Pool Thread Disassembly:

We are on zstd release 1.4.4 and using Visual Studio 2017 (15.9) on Windows and building for x86_64.
An observation that has been true for all dumps we've examined so far, is that some of the pool threads seem to have exited by the time the crash happens.
For example, in the above dump, nbWorkers was set as 4 but at the time of the crash only one pool thread was still active. Rest 3 had exited.
Any insights on how to resolve this would be highly appreciated. Thanks.
I suspect this is a Windows specific issue, though it's not obvious what is happening.
One thing to try is to compile zstd with asserts enabled: by defining DEBUGLEVEL to 1 (or higher to get progressively more logging).
@terrelln if we could reproduce this issue at our end, increasing logging would have helped. However we're only getting this from the field. We do have DEBUGLEVEL set as 1 for our debug builds, but have never encountered this in-house.
Also in this case number of crashes is almost equal to number of users affected, so hardly ever does the same user encounters (or at least reports) this twice.
And yes this does appear to be a Windows specific issue. We have not encountered any similar report on Mac.
@vnair81 do you know what Visual Studios version is being used to compile, and what versions of Windows this error is occurring on (and any other potential variables)?

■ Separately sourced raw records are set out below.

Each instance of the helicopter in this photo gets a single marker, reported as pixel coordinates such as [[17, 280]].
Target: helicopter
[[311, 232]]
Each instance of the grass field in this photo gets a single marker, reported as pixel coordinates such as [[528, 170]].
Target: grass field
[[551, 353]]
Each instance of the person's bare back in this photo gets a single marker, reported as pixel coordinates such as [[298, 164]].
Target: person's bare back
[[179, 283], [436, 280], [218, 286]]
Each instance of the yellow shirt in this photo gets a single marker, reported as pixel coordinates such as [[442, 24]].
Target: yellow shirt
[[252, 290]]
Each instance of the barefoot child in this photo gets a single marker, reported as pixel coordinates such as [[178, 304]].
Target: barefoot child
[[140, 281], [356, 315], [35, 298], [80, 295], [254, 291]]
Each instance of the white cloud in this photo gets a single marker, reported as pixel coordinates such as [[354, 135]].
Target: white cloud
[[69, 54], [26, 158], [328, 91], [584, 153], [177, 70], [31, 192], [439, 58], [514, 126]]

Visual Studio 2017 (version 15.9.15) was used for building this. OS on which crash occurred was Windows 10 Pro (version 10.0.18363).

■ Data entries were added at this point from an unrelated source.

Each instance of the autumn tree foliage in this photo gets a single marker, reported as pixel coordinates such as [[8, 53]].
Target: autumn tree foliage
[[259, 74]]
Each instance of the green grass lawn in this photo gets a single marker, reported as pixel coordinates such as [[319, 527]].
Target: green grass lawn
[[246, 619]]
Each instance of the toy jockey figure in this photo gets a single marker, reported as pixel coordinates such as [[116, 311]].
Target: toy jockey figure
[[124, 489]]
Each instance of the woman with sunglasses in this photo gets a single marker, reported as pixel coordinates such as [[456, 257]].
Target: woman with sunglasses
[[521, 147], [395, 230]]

I have the full memory dump available, so we can examine any variable which is not optimized away (/O2 optimization was used).
ctx from POOL_join is as follows:

@terrelln does this help?
Not sure if it is relevant, but we previously found an issue (#1830) where the mutex and condition variable were being overwritten by a memset call.
Though that doesn't look to be the case here.